Many live oral vaccines often elicit reduced immunogenicity when administered in a developing nation, compared to industrialized country settings ^[71] . This has also been the case with rotavirus vaccines ^[72,73] . Reasons for this reduced immune response is yet to be clearly understood, although tropical enteropathy, characterized by intestinal inflammation, blunting of small intestinal villi, and mal-absorption, along with poor nutrition have been hypothesized as potential causes ^[74] . While reduced efficacy due to the above reasons is a reality, work of Rheingans et al. ^[61] who considered a vaccine efficacy as low as 50%, revealed that a considerable proportion of birth cohort of 27 million children will benefit from introduction of rotavirus vaccine in India. Apart from efficacy and immunogenicity, safety plays a critical role in the considerations of any vaccine. Available evidence does not warrant against introduction of rotavirus vaccine in the national program from this perspective.

Lack of public debate ^[53] on India's poor immunization performance ^[75] is an issue under the macro-social environment that has been highlighted. Discussion on utility of rotavirus vaccines in India has remained mostly restricted to public health professionals and clinicians. Although, we could locate studies on pediatricians' perceptions and practices about rotavirus vaccine, qualitative studies on mother's perceptions were lacking. Such investigations should be promoted through committed resources and the findings incorporated in vaccine policy discussion. The current NTAGI of India ^[76] does not have public representation in it. This gap also needs to be bridged at the earliest.

Whether rotavirus serotype-specific neutralizing antibodies (immunity) play an important role in protection against rotavirus-associated diarrhea is still under discussion. The goal that has been pursued to develop rotavirus vaccines is to duplicate the degree of protection against disease that follows natural infection ^[67] . Although, some have opined that serotype specific immunity ^[77] is of central importance, recent evidence from clinical trials and post-licensure studies indicate protection against a wide range of circulating rotavirus strains, even those not included in the vaccine ^[78-81] . However, monitoring 'strain shift' in the community should be continued in India during post-vaccination period so that the range of protection offered by rotavirus vaccines through the national program can be tracked ^[20] .

Finally, it needs to be appreciated that health in India is a state subject.

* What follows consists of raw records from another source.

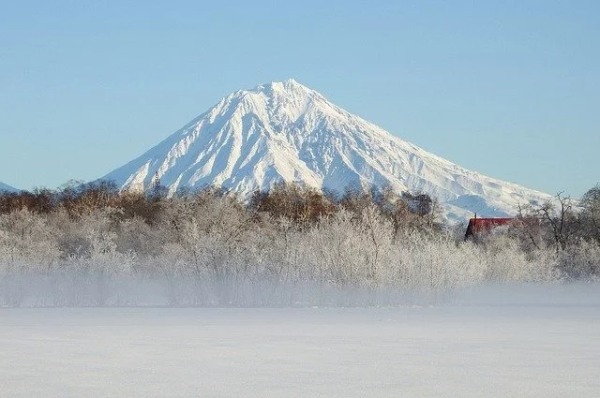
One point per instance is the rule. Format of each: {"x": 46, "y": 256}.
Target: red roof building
{"x": 479, "y": 226}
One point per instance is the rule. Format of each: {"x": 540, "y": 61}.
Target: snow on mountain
{"x": 7, "y": 188}
{"x": 284, "y": 131}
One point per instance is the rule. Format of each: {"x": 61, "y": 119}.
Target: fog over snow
{"x": 527, "y": 341}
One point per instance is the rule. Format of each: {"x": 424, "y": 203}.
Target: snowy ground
{"x": 543, "y": 344}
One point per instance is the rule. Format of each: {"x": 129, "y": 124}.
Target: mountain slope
{"x": 7, "y": 188}
{"x": 284, "y": 131}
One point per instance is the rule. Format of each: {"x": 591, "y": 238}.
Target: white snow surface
{"x": 7, "y": 188}
{"x": 284, "y": 131}
{"x": 543, "y": 344}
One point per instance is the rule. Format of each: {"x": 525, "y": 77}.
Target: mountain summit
{"x": 284, "y": 131}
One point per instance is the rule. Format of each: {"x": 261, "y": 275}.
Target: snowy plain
{"x": 529, "y": 341}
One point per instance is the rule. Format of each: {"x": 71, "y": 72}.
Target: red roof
{"x": 479, "y": 225}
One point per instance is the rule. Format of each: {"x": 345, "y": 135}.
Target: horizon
{"x": 108, "y": 82}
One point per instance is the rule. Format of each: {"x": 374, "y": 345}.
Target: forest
{"x": 92, "y": 245}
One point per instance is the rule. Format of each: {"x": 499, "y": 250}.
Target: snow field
{"x": 537, "y": 342}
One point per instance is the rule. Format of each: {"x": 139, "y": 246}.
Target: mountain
{"x": 284, "y": 131}
{"x": 7, "y": 188}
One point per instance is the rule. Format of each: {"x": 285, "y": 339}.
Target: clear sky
{"x": 507, "y": 88}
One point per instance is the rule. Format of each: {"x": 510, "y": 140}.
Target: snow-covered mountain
{"x": 7, "y": 188}
{"x": 284, "y": 131}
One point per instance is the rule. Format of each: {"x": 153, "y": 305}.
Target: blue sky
{"x": 510, "y": 88}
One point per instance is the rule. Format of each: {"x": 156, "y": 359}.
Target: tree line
{"x": 90, "y": 244}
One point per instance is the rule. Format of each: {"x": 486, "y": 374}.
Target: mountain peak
{"x": 285, "y": 131}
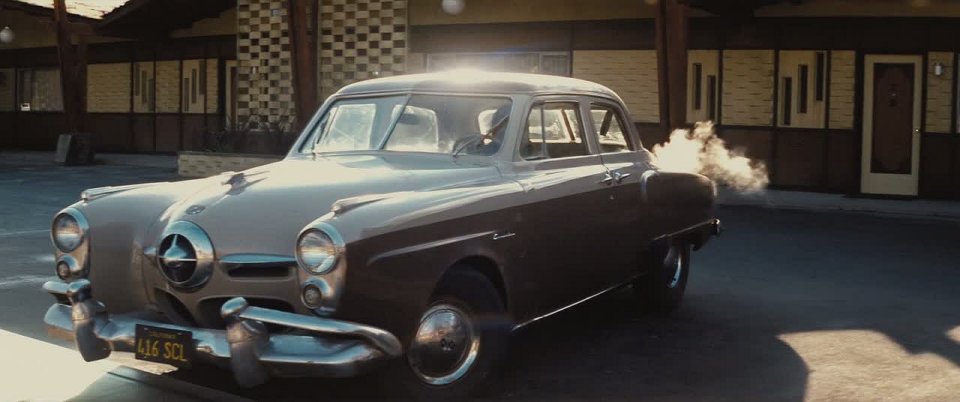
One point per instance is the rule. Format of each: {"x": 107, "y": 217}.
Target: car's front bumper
{"x": 325, "y": 347}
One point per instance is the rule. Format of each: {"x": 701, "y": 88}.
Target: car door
{"x": 562, "y": 177}
{"x": 624, "y": 159}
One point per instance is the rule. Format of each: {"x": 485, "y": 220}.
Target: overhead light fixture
{"x": 938, "y": 69}
{"x": 453, "y": 7}
{"x": 7, "y": 35}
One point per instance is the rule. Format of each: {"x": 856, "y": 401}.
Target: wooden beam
{"x": 304, "y": 54}
{"x": 671, "y": 43}
{"x": 73, "y": 67}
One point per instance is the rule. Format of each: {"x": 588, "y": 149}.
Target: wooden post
{"x": 73, "y": 66}
{"x": 671, "y": 41}
{"x": 304, "y": 54}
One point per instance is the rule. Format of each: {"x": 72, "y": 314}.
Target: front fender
{"x": 402, "y": 246}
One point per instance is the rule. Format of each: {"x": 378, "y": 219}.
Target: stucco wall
{"x": 630, "y": 73}
{"x": 429, "y": 12}
{"x": 747, "y": 87}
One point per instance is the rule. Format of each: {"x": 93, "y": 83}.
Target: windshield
{"x": 413, "y": 123}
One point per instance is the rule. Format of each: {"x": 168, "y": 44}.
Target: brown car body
{"x": 547, "y": 233}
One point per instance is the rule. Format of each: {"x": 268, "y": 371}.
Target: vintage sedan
{"x": 416, "y": 222}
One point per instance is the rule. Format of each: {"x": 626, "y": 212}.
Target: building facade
{"x": 839, "y": 96}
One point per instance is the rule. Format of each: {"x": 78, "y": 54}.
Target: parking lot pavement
{"x": 785, "y": 306}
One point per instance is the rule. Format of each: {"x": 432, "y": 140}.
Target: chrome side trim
{"x": 97, "y": 192}
{"x": 574, "y": 304}
{"x": 426, "y": 246}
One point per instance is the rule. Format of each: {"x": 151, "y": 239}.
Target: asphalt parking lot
{"x": 786, "y": 306}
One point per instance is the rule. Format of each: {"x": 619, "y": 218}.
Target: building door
{"x": 891, "y": 124}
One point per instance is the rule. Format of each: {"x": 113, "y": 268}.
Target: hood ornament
{"x": 185, "y": 255}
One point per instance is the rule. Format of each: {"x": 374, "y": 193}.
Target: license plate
{"x": 162, "y": 345}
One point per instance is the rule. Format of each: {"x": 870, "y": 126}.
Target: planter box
{"x": 205, "y": 164}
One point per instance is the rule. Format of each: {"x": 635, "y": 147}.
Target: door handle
{"x": 619, "y": 176}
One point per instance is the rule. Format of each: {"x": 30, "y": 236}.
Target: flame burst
{"x": 701, "y": 151}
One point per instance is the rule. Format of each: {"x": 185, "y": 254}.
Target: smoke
{"x": 701, "y": 151}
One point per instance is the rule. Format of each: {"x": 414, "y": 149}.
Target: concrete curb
{"x": 806, "y": 201}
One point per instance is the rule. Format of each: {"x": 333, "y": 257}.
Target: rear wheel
{"x": 462, "y": 335}
{"x": 662, "y": 288}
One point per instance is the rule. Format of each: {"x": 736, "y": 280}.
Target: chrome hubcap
{"x": 445, "y": 347}
{"x": 677, "y": 268}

Heterogeneity exists among Indian states in terms of immunization program performance, and it is estimated that the poorly performing states with low immunization coverage will draw less benefit from introduction of rotavirus vaccines ^[61] . A pragmatic decision making paradigm is, thus, required in such an environment of heterogeneity. The states which are currently in a position to reap the benefit of rotavirus vaccine should not be restrained from doing so. Meanwhile, poorly performing states should step up their vaccination program. The latter goal should however not be the basis of delaying introduction of rotavirus vaccine in the national immunization program, and may even be considered unethical. Availability of a low-cost indigenous vaccine further strengthens this issue as it would lead to reduced financial burden to the exchequer ^[82] .

Synthesis of evidence within an ethical and rights-based perspective thus led us to conclude that introduction of rotavirus vaccine is justified. Otherwise, the cost of inaction could be overwhelmingly large in the future, compared to the cost of action today. One, of course, needs to evaluate the impact of such a policy decision at regular intervals, and ensure public engagement in the process.

Conflict of interest

The authors declare that they had no competing interests that could have inappropriately influenced this study.